Mining stocks are in focus on Monday as iron ore prices hit their highest level in 2016 – pushing the FTSE 100 index up marginally to 6,733, a gain of 0.1%.

Moves in the miners are being driven by overnight trading in China and Singapore, where September futures contracts for the industrial metal enjoyed gains in excess of 5% to between $60 and $70 a tonne (£45-£53 per tonne).

Western Australia-focused iron producer BHP Billiton (BLT), up 2.9% to 971p, and peers Anglo American (AAL) and Rio Tinto (RIO) are among the bigger gainers.

Elsewhere in the FTSE 100, European Central Bank (ECB) stress test results published over the weekend prompt a response from a number of banks including Royal Bank of Scotland (RBS), one of the worst performers under an adverse economic scenario modelled by regulators.


RBS says losses over three years would exceed £11 billion based on the ECB's stressed scenario, shaving capital buffers from 15.5% to 8.1%. Shares in the Glasgow-headquartered lender trade 0.8% lower at 191p.

GlaxoSmithKline (GSK) signs a deal with Alphabet (GOOG:NYSE), the parent company of Google, to invest in a new bioelectronics venture called Galvani. Research will focus on producing miniaturised, implantable devices that may be able to help conditions including arthritis, diabetes and asthma.

Luxury leader Burberry (BRBY) is marked up 5p to £13.25 as investors cheer the acquisition of its remaining 15% stake in its Chinese retail operations for £54 million.


Among the mid caps, international construction services outfit Keller (KLR) drops 6.8% to 950p as chief executive Alain Michaelis says profitability in 2016 will be at the lower end of market expectations. Brexit is unlikely to have much impact, Michaelis adds, as the UK accounts for less than 4% of group revenue.

Profitability is under pressure because of weak construction markets in Australia, Singapore and Malaysia.

Aerospace and defence outfit Senior (SNR) is up 4.3% to 214.7p as first half results provide a reassuring update on trading after June’s profit warning.


Newspaper publisher Trinity Mirror (TNI) gains 6.7% to 80p as it announces a £10 million share buyback programme alongside interims.
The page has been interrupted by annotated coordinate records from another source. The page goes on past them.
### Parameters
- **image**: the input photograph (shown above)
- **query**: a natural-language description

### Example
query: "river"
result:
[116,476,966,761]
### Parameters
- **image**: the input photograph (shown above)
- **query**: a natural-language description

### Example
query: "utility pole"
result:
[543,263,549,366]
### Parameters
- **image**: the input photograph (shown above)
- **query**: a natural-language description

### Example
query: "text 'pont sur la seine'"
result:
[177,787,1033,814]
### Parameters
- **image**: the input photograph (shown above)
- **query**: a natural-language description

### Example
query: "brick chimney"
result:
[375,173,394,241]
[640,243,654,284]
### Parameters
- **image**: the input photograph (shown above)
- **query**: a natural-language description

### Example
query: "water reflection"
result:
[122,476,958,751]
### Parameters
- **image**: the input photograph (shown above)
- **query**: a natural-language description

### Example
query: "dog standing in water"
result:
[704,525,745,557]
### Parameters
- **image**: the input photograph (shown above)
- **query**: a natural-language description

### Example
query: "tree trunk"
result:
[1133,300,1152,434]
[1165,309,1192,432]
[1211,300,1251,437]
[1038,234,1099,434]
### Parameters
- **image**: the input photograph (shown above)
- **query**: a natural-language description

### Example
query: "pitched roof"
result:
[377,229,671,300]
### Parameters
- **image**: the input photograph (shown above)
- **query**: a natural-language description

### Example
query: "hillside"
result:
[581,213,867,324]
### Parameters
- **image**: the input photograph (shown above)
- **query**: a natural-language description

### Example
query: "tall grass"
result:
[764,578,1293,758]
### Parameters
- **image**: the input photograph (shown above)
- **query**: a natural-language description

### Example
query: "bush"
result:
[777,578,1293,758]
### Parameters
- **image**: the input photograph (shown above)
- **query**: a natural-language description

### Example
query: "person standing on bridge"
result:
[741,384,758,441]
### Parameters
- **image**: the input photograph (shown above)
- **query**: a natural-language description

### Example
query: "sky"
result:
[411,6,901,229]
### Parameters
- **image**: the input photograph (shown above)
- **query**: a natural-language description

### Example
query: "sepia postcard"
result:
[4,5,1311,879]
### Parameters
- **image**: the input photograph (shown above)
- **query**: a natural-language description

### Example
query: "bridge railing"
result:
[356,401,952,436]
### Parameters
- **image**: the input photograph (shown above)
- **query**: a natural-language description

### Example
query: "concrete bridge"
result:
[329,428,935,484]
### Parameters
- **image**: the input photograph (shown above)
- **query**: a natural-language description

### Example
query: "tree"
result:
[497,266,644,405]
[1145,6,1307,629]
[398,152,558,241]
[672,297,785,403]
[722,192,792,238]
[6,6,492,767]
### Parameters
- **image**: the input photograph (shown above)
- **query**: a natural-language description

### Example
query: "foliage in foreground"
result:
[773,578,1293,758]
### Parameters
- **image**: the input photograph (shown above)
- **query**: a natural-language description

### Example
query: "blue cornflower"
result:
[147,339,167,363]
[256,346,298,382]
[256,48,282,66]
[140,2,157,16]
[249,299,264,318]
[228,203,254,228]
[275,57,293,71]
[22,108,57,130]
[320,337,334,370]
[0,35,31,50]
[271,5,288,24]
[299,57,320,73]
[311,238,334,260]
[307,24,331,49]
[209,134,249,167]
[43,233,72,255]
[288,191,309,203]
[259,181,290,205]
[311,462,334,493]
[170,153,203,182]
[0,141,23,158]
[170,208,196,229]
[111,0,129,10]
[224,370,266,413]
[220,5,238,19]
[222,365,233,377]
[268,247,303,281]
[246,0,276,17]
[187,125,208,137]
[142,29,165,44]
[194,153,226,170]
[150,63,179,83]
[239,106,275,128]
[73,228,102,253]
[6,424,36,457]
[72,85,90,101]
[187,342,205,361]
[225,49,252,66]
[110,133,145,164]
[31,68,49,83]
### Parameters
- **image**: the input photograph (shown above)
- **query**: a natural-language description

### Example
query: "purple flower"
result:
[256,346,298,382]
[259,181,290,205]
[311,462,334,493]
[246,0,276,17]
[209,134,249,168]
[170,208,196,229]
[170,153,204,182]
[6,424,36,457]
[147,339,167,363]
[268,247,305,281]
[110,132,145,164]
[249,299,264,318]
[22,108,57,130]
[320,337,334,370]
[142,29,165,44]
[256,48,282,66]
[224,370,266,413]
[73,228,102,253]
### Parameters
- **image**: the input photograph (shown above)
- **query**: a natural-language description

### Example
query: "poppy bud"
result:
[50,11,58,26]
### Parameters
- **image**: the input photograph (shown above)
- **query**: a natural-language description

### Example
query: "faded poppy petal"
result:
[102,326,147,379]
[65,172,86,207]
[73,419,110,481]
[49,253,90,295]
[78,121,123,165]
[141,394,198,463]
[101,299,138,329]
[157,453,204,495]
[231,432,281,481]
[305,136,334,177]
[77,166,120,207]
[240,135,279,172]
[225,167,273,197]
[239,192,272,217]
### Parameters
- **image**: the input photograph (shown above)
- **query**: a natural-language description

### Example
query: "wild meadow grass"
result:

The numbers themselves reveal like-for-like revenue down 7.8% year-on-year in the first half.

Small cap gas producer Sound Energy (SOU:AIM) moves 20% higher to 57p as investors continue to bid the shares up on last week’s news of an expanded collaboration with US oil services giant Schlumberger (SLB).

Luxury interior furnishings firm Walker Greenbank's (WGB:AIM) recovery continues, the shares up a further 5p (2.6%) to 195.5p on receipt of a second interim insurance payment of £3.2 million following last year's flood at its Lancaster-based fabric printing factory.

Walker Greenbank says full production has almost returned to the factory, now benefiting from the faster production rates of new digital printers installed after the flood.

Cake decoration, food ingredients and premium bakery business Real Good Food (RGD:AIM) sours 7% to 33p despite serving up a swing into the black for the year to March thanks to the one-off proceeds from selling its Napier Brown sugar distribution arm.

The fall reflects a subdued outlook statement, Real Good Food flagging challenging times ahead for the food industry and reporting 'satisfactory' trading in the first three months of the new financial year.